Down-regulation of chimeric receptor surface binding. Individual clones A120αIβI (•), A122αIIβII (○), A105αIβII (▪), and A110αIIβI (□) were treated with 10 ng/ml (520 pM) GM-CSF for the indicated times. Cells were acid stripped, and specific surface binding of 100 pM radiolabeled GM-CSF was determined after a 2-h incubation at 4°C with or without a 25-fold excess of unlabeled GM-CSF. Percentage of control binding is calculated as the percent of zero time (no prior GM-CSF treatment) specific binding. Each curve represents the mean ± SEM of three independent experiments assayed in duplicate.

Figure 5

Dose and temperature requirements for heteromeric receptor down-regulation. (A) Chimeric receptor down-regulation in clone A105 was induced by treatment with the indicated amounts of GM-CSF at 37°C for 2 h. After incubation, cells were acid stripped of ligand and remaining receptor surface binding was determined as described in Figure 4. The data represent the mean ± SEM of two independent experiments performed in duplicate. (B) Cells were treated with 10 ng/ml GM-CSF for the indicated times at either 4°C (▪), 25°C (□), or 37°C (•). Acid stripping and receptor surface binding were performed after each time point. Data are reported as the percent of binding compared with zero time for each dose or temperature. The data represent the mean ± SEM of three independent experiments performed in duplicate.

Figure 6

Recovery from down-regulation of surface binding. Heteromeric clone A105 was treated with 10 ng/ml GM-CSF for 4 h at 37°C. Cells were acid stripped and returned to 37°C in DMEM supplemented with 5% FBS (□), 5% FBS plus 1.0 μg/ml actinomycin D (•), or 5% FBS plus 20.0 μg/ml cycloheximide (○).

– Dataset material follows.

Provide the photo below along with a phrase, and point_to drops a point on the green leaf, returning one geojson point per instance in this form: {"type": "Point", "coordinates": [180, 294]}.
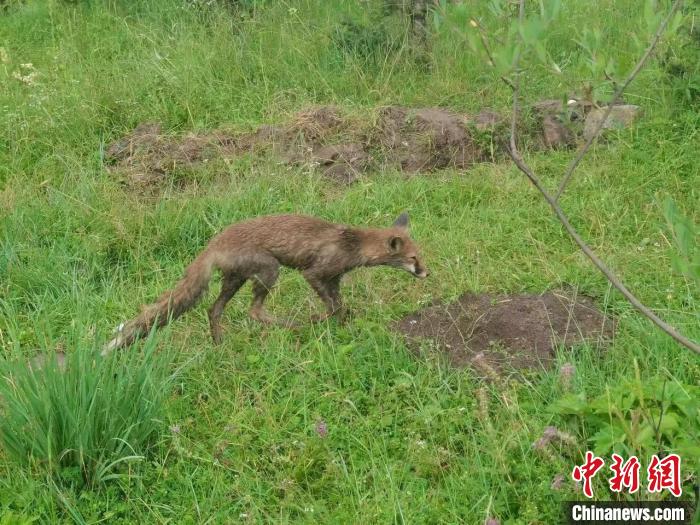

At the indicated times, specific ¹²⁵I-labeled GM-CSF binding (100 pM) was determined after a 2-h incubation at 4°C. Percent binding of control is the ratio of specific binding observed after each treatment time to specific binding found in cells initially down-regulated. The data represent the mean ± SEM of three or four independent experiments done in duplicate. Analysis of variance between the 8-h FBS alone and 8-h FBS plus actinomycin D points showed no statistical difference (p = 0.13).